Evaluation of selected ubiquitous contaminants in the aquatic environment and their transformation products. A pilot study of their removal from a sewage treatment plant

Abstract

A simple method using direct sample injection combined with liquid chromatography tandem mass spectrometry has been developed for the simultaneous analysis of six alkaloid compounds in environmental samples.
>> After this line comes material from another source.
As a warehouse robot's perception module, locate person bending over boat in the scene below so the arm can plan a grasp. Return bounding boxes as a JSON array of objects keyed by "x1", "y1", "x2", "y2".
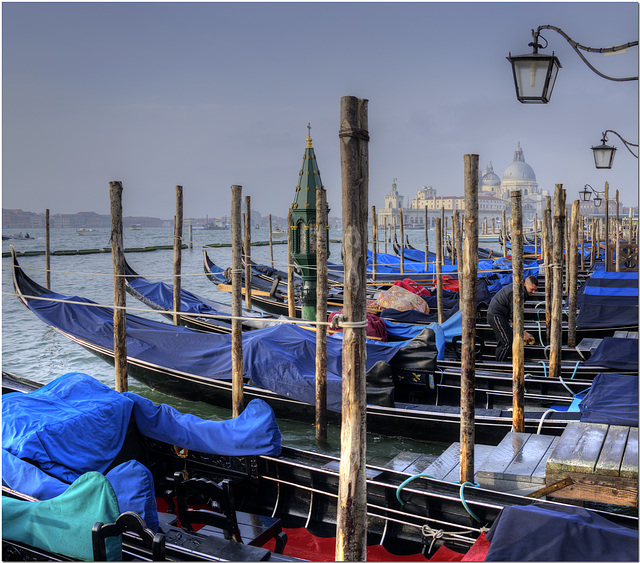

The target list includes two psychostimulants (nicotine and caffeine), three metabolites (cotinine, nicotinic acid and paraxanthine) and a coffee chemical (trigonelline). The analytical method was evaluated in three different matrices (surface water, influent and effluent wastewater). The method developed showed an adequate sensitivity, below 0.6 μg L⁻¹ for wastewater and 0.1 μg L⁻¹ for river matrices, without any prior treatment of the samples. Finally, the methodology was applied to real samples for evaluation of their removal from a sewage treatment plant and their persistence/fate in the aquatic environment. All compounds studied in this work were detected at all sampling points collected along the Henares River. However, nicotinic acid was only detected three times in treated sewage samples at levels above its detection limit.

Introduction

Coffee is one of the most popular beverages worldwide, appreciated not only for its characteristic taste and aroma, but also recently for its potentially beneficial effects on human health (Ranheim and Halvorsen, 2005). Caffeine, trigonelline and nicotinic acid are some of the coffee’s constituent compounds with the most relevant biological activity (Trugo, 2003). Caffeine is a xanthine alkaloid found in tea, cocoa, chocolate, energy drinks and other derived food. However, coffee has the highest caffeine content with regards to other dietary products. It is suggested that values range from 840 to 1500 mg of caffeine/100 g of commercial coffee (Perrone et al., 2008). In humans, caffeine is a central nervous system stimulant, and it is present in a large number of prescriptions because of its diuretic properties and benefits associated with improvements in alertness, learning capacity and exercise performance. About 80% of the caffeine dose is metabolized in the liver to paraxanthine (1,7-dimethylxanthine), 10% to theobromine (3,7-dimethylxanthine), and 4% to theophylline (1,3-dimethylxanthine). Trigonelline is an alkaloid found in barley, cantaloupe, corn, onions, peas, soybeans, tomatoes, crustaceans, fish, and mussels. It is also highly available in the coffee, the average content is 280–950 mg/100 g in commercial coffee (Perrone et al., 2008). In humans, this alkaloid possesses anti-cancer (cervix and liver), anti-migraine, antiseptic, hypoglycaemic and mutagenic properties. About 50–80% of the trigonelline is decomposed during coffee roasting, forming nicotinic acid, a water-soluble B vitamin also known as niacin, and other aromatic nitrogen compounds. However, only 5% of the nicotinic acid consumed is metabolized to trigonelline in humans (Zeiger, 1997). Nicotinic acid (vitamin B3 or niacin) is also an organic compound found in a variety of foods including liver, chicken, beef, fish, cereal, peanuts and legumes, but it is also present in prepared coffee (10–30 mg/100 g of commercial coffee) (Perrone et al., 2008). Niacin is produced as a vitamin supplement in tablet form as hypocholesterolemic and antihyperlipidemic (Zeiger, 1997).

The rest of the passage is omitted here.